My main complaint with the revisions is that not one of the new songs is an improvement over what was replaced. The adjustments to the script were fine and moved the story along in a clearer fashion.

Seeing Christine as Little Edie at the beginning of Act I was terrific but not worth what was sacrificed: the spine tingling transition of Big Edie into younger Edith's performance of "Toyland." It was one of the most magical & electrifying entrances by an actress on a musical stage that I've ever seen.

And the Act II ending was a letdown because the old ending (the reprise of "Peas in a Pod") perfectly depicted the complex and ongoing relationship of the two women: yelling and crying one moment and then pouring soup and singing together.

I also heard lots of chat during intermission (including some of the creative team) and after the show and no one seemed pleased with the changes.
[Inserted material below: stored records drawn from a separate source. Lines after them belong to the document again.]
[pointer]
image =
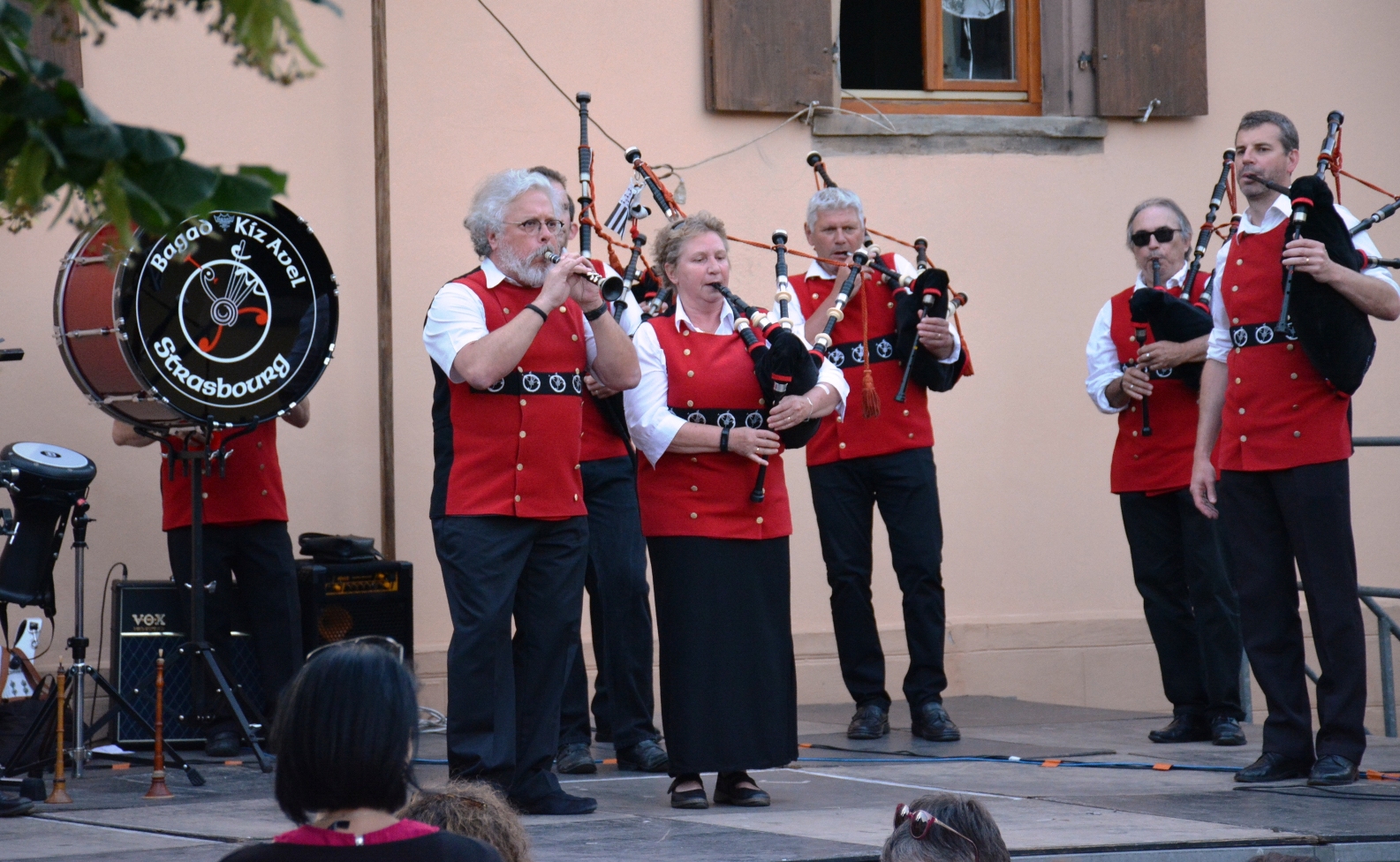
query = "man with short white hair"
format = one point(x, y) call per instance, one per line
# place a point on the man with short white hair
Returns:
point(511, 343)
point(877, 455)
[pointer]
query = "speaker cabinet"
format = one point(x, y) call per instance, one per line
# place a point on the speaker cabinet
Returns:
point(349, 599)
point(148, 616)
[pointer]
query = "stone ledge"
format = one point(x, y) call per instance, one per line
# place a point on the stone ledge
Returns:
point(923, 133)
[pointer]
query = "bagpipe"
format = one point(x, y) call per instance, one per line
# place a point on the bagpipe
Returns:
point(926, 294)
point(1177, 318)
point(1333, 332)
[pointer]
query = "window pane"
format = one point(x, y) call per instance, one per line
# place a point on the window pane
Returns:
point(979, 41)
point(882, 45)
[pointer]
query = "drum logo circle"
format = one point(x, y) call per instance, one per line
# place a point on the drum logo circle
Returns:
point(232, 313)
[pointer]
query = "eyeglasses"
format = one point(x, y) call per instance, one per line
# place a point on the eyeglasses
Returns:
point(1162, 235)
point(533, 225)
point(373, 639)
point(921, 823)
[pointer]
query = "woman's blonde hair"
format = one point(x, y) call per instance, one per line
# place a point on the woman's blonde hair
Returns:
point(672, 237)
point(478, 811)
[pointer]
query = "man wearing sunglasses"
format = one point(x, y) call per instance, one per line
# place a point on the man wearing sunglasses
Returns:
point(510, 343)
point(1177, 562)
point(1284, 488)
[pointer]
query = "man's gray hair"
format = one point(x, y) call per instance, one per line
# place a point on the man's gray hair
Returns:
point(1167, 203)
point(829, 200)
point(1287, 132)
point(672, 238)
point(962, 813)
point(495, 195)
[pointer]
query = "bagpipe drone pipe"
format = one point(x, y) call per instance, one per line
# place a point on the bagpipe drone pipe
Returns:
point(1335, 333)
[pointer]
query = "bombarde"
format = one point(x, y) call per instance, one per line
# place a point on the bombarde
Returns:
point(610, 286)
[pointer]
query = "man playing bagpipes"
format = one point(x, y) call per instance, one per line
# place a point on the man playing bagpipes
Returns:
point(1139, 368)
point(1280, 370)
point(881, 454)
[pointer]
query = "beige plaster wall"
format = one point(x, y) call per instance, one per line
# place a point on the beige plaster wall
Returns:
point(1035, 560)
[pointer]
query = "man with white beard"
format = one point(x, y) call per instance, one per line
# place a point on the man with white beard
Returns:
point(510, 344)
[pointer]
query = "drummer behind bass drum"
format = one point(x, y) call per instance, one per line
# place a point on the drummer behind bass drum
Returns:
point(246, 538)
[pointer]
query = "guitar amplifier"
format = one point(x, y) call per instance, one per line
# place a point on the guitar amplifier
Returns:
point(344, 601)
point(148, 616)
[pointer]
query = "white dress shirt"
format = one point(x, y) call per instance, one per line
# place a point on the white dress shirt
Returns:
point(457, 318)
point(815, 272)
point(650, 420)
point(1103, 354)
point(1283, 208)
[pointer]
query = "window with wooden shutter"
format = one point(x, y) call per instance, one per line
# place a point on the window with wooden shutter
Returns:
point(768, 57)
point(55, 38)
point(1151, 54)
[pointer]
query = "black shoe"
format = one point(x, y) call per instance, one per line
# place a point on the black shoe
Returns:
point(1332, 770)
point(688, 799)
point(16, 808)
point(728, 792)
point(870, 721)
point(223, 744)
point(1271, 766)
point(557, 804)
point(1184, 730)
point(933, 723)
point(643, 757)
point(1225, 730)
point(574, 759)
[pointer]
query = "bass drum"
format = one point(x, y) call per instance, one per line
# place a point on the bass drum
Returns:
point(227, 322)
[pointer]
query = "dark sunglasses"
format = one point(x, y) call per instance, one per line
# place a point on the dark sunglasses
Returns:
point(921, 823)
point(1163, 235)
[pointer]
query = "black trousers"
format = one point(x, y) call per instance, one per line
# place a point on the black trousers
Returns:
point(1270, 521)
point(904, 488)
point(260, 557)
point(1191, 606)
point(619, 603)
point(503, 692)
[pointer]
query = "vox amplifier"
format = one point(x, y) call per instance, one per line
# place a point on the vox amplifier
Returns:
point(349, 599)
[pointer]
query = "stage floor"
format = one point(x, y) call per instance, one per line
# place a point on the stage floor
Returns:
point(829, 805)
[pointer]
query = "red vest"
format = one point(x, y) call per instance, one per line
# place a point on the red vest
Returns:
point(1161, 462)
point(248, 491)
point(514, 450)
point(1278, 412)
point(897, 427)
point(708, 495)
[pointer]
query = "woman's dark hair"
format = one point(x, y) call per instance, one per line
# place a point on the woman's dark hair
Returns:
point(344, 734)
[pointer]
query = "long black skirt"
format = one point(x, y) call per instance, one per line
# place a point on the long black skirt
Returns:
point(728, 683)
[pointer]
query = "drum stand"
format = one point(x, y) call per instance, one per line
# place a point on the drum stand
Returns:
point(198, 648)
point(77, 673)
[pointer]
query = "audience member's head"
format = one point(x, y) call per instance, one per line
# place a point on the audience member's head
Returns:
point(344, 734)
point(942, 828)
point(478, 811)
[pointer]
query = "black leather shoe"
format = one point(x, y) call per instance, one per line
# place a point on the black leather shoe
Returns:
point(1271, 766)
point(1225, 730)
point(16, 808)
point(574, 759)
point(1184, 730)
point(1332, 770)
point(728, 792)
point(557, 804)
point(688, 799)
point(223, 744)
point(870, 721)
point(643, 757)
point(933, 723)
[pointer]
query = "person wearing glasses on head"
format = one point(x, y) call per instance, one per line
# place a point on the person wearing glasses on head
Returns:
point(718, 560)
point(510, 343)
point(1177, 562)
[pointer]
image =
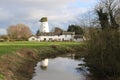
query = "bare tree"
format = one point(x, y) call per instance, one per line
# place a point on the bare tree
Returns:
point(106, 12)
point(19, 31)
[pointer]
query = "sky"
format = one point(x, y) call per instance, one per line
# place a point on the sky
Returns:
point(60, 13)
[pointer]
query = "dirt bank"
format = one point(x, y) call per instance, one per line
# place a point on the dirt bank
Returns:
point(20, 65)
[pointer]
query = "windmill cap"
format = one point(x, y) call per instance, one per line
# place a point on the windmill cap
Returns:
point(43, 19)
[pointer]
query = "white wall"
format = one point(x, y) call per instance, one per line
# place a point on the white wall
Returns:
point(32, 38)
point(44, 27)
point(56, 37)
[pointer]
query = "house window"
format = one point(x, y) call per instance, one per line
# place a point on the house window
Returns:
point(33, 38)
point(44, 39)
point(65, 35)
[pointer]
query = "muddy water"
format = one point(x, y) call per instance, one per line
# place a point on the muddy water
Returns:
point(60, 68)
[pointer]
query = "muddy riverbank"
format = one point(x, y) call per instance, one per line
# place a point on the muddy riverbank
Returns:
point(20, 65)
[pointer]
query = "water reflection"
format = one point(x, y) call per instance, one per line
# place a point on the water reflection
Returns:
point(44, 64)
point(60, 68)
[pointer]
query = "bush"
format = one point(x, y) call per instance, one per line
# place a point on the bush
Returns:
point(104, 58)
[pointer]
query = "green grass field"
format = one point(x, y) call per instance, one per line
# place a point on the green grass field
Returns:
point(10, 47)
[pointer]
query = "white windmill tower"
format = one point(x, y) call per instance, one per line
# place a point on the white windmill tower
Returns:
point(44, 25)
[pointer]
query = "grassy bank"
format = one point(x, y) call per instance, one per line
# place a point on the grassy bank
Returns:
point(17, 59)
point(10, 47)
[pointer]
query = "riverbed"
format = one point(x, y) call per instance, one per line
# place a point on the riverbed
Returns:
point(61, 68)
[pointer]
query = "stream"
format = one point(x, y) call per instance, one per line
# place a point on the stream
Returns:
point(61, 68)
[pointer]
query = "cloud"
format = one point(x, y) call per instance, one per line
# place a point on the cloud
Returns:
point(2, 31)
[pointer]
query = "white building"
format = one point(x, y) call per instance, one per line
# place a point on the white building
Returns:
point(45, 35)
point(44, 25)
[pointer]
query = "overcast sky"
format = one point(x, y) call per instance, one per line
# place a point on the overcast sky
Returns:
point(60, 13)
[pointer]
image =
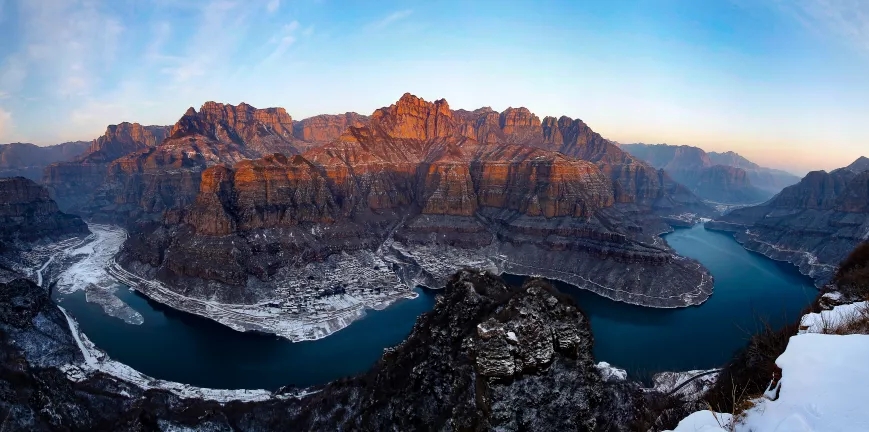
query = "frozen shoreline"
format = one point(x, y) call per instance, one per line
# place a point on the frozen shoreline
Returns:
point(95, 360)
point(261, 317)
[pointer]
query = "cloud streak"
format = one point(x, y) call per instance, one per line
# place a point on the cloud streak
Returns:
point(5, 125)
point(846, 20)
point(389, 20)
point(273, 6)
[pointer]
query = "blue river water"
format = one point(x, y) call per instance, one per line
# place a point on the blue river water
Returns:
point(177, 346)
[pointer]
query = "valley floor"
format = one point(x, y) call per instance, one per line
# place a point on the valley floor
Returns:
point(824, 382)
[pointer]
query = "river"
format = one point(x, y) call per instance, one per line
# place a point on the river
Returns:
point(177, 346)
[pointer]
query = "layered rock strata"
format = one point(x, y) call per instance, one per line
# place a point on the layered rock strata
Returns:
point(146, 183)
point(813, 224)
point(72, 183)
point(29, 218)
point(29, 160)
point(323, 129)
point(488, 357)
point(408, 200)
point(725, 178)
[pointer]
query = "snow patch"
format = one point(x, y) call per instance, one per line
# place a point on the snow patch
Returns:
point(824, 387)
point(831, 319)
point(96, 360)
point(611, 373)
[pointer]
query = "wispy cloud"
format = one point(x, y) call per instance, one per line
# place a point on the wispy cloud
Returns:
point(12, 73)
point(5, 125)
point(845, 20)
point(281, 41)
point(389, 19)
point(66, 42)
point(273, 6)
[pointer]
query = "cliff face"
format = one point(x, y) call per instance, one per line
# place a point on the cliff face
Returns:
point(28, 160)
point(480, 360)
point(323, 129)
point(813, 224)
point(72, 183)
point(412, 189)
point(718, 177)
point(27, 216)
point(146, 183)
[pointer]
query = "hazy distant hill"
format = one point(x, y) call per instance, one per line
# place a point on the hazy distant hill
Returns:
point(813, 224)
point(28, 160)
point(719, 177)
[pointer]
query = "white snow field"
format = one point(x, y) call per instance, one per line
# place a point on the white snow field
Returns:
point(824, 385)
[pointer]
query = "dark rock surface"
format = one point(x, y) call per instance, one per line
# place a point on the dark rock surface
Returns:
point(487, 357)
point(813, 224)
point(29, 217)
point(28, 214)
point(73, 182)
point(718, 177)
point(29, 160)
point(412, 188)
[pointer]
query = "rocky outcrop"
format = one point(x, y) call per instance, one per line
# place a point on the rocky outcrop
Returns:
point(323, 129)
point(72, 183)
point(29, 217)
point(144, 184)
point(768, 179)
point(813, 224)
point(725, 178)
point(487, 357)
point(28, 160)
point(122, 139)
point(28, 214)
point(410, 189)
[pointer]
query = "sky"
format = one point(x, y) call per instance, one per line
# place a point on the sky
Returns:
point(783, 82)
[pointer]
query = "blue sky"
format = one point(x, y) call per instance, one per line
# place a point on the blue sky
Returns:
point(784, 82)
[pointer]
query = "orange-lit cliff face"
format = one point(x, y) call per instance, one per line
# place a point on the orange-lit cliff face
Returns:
point(409, 154)
point(418, 185)
point(413, 152)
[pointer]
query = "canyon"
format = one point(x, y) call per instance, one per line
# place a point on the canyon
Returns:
point(29, 219)
point(408, 197)
point(813, 224)
point(29, 160)
point(725, 178)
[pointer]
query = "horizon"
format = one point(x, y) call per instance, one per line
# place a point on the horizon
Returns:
point(773, 82)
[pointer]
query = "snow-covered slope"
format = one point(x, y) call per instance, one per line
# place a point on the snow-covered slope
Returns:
point(824, 385)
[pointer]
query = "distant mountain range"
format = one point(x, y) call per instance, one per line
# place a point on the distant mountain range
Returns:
point(717, 177)
point(29, 160)
point(813, 224)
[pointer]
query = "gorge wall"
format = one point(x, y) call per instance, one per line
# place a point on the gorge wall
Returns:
point(28, 160)
point(423, 191)
point(813, 224)
point(28, 217)
point(718, 177)
point(480, 360)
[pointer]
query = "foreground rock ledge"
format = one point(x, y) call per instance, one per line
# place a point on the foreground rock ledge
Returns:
point(487, 357)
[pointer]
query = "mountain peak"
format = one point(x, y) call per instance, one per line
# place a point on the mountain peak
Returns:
point(859, 165)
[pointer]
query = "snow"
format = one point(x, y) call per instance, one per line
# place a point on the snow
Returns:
point(670, 382)
point(831, 319)
point(87, 271)
point(97, 360)
point(611, 373)
point(704, 421)
point(824, 387)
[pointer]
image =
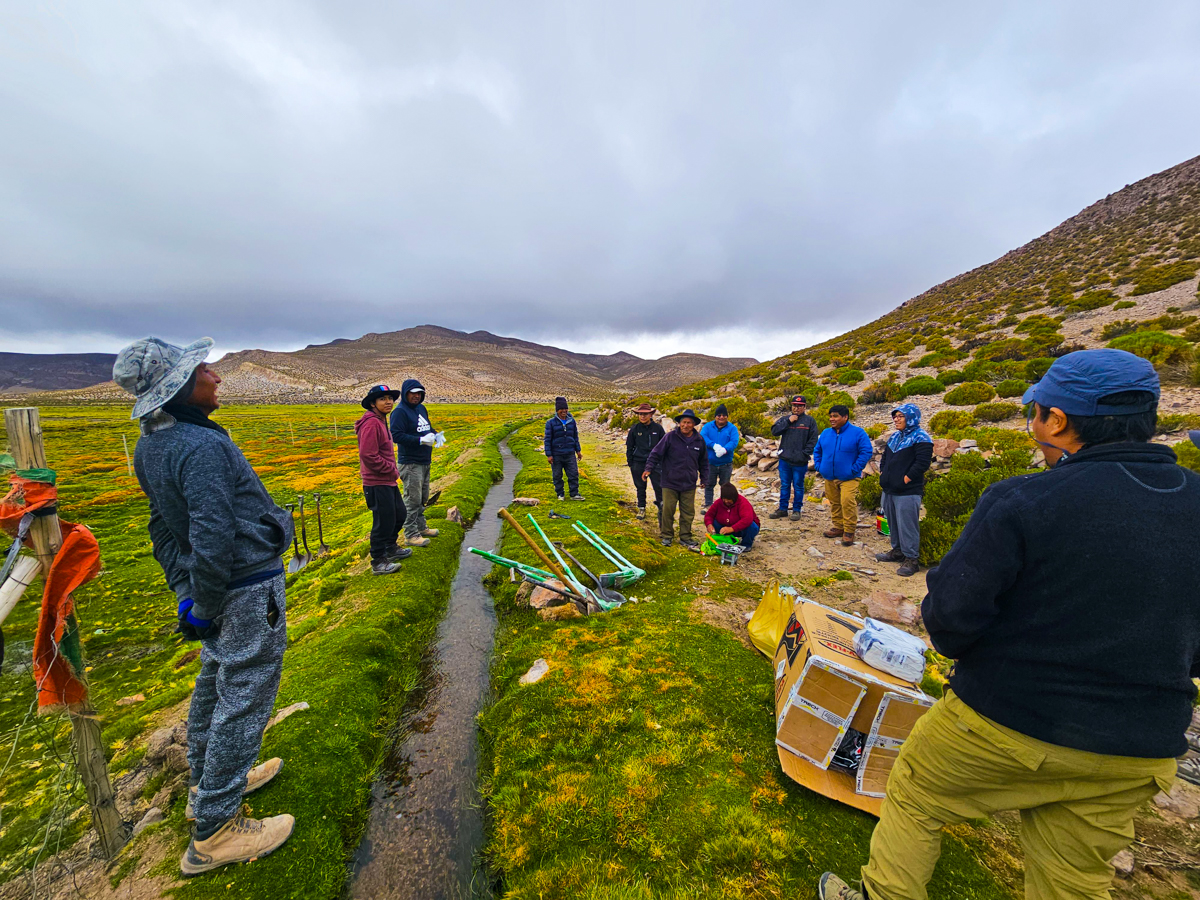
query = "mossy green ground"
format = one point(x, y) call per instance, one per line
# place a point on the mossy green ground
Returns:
point(643, 765)
point(354, 641)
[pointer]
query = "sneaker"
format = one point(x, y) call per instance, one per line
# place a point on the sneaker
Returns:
point(834, 888)
point(239, 840)
point(255, 779)
point(384, 567)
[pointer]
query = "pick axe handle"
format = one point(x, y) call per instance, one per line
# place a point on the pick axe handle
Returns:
point(541, 555)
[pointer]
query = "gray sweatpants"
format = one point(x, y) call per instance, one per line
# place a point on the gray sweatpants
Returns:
point(415, 479)
point(904, 522)
point(233, 699)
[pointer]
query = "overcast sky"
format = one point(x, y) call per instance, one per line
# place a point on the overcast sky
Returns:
point(737, 178)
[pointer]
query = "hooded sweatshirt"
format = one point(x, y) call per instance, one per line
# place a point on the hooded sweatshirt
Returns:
point(409, 424)
point(377, 454)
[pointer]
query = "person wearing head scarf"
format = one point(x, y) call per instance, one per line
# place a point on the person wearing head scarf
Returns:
point(906, 459)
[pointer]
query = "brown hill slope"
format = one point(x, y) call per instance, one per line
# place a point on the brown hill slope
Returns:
point(451, 365)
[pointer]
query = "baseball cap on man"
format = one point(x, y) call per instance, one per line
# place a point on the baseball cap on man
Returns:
point(1078, 382)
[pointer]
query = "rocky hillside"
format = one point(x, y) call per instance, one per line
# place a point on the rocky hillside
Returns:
point(1122, 274)
point(453, 366)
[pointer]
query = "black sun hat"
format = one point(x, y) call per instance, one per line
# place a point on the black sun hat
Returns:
point(379, 390)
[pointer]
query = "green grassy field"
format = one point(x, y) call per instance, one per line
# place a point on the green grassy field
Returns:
point(643, 765)
point(354, 641)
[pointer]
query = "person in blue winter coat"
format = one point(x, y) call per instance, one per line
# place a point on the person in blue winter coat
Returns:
point(721, 437)
point(414, 438)
point(563, 449)
point(841, 451)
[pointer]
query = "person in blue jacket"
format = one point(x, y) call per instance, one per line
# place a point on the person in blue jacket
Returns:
point(721, 437)
point(841, 451)
point(563, 449)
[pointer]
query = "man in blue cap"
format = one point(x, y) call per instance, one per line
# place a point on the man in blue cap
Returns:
point(1071, 612)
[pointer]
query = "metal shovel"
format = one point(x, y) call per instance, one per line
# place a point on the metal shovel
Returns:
point(295, 564)
point(304, 534)
point(323, 549)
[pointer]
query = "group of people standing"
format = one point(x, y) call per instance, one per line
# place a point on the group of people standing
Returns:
point(697, 454)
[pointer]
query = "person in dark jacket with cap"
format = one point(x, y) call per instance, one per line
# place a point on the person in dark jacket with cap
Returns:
point(797, 435)
point(906, 459)
point(683, 459)
point(415, 441)
point(639, 443)
point(1071, 612)
point(220, 540)
point(379, 473)
point(561, 443)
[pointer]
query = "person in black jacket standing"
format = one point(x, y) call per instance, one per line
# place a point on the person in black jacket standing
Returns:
point(906, 459)
point(640, 441)
point(1069, 607)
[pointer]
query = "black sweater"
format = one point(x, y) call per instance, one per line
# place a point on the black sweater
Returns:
point(913, 461)
point(1072, 603)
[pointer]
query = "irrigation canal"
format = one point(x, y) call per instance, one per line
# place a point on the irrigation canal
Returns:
point(426, 825)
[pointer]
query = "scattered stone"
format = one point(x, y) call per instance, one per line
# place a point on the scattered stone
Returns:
point(535, 672)
point(153, 816)
point(286, 712)
point(1123, 863)
point(894, 609)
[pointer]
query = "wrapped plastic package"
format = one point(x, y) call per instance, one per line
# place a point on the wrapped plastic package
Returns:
point(892, 651)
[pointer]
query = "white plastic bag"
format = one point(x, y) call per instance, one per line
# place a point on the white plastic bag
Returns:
point(889, 649)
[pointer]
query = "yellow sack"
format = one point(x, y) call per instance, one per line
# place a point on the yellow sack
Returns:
point(769, 619)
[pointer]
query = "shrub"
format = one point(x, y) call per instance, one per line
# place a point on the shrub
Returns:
point(969, 394)
point(887, 391)
point(1158, 347)
point(847, 376)
point(996, 412)
point(946, 420)
point(1011, 388)
point(922, 385)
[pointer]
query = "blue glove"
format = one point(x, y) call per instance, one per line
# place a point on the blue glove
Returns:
point(192, 628)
Granted, it was the first preview but my fingers are crossed that they put back a lot of what was taken out.

Posted by: clintonct 05:18 am EDT 10/04/06

re: We just got home from the city...and saw GG tonight...SPOILERS

I, too, could not wait for GG to be transferred to Broadway, and took a couple of vacation days to have a mini GG vacation. Having seen it a few times at PH, I was more than ready to be in the audience tonight and looking forward to the changes. Tonight's preview was enjoyable, but left me wanting more of the complexity, which I knew was there.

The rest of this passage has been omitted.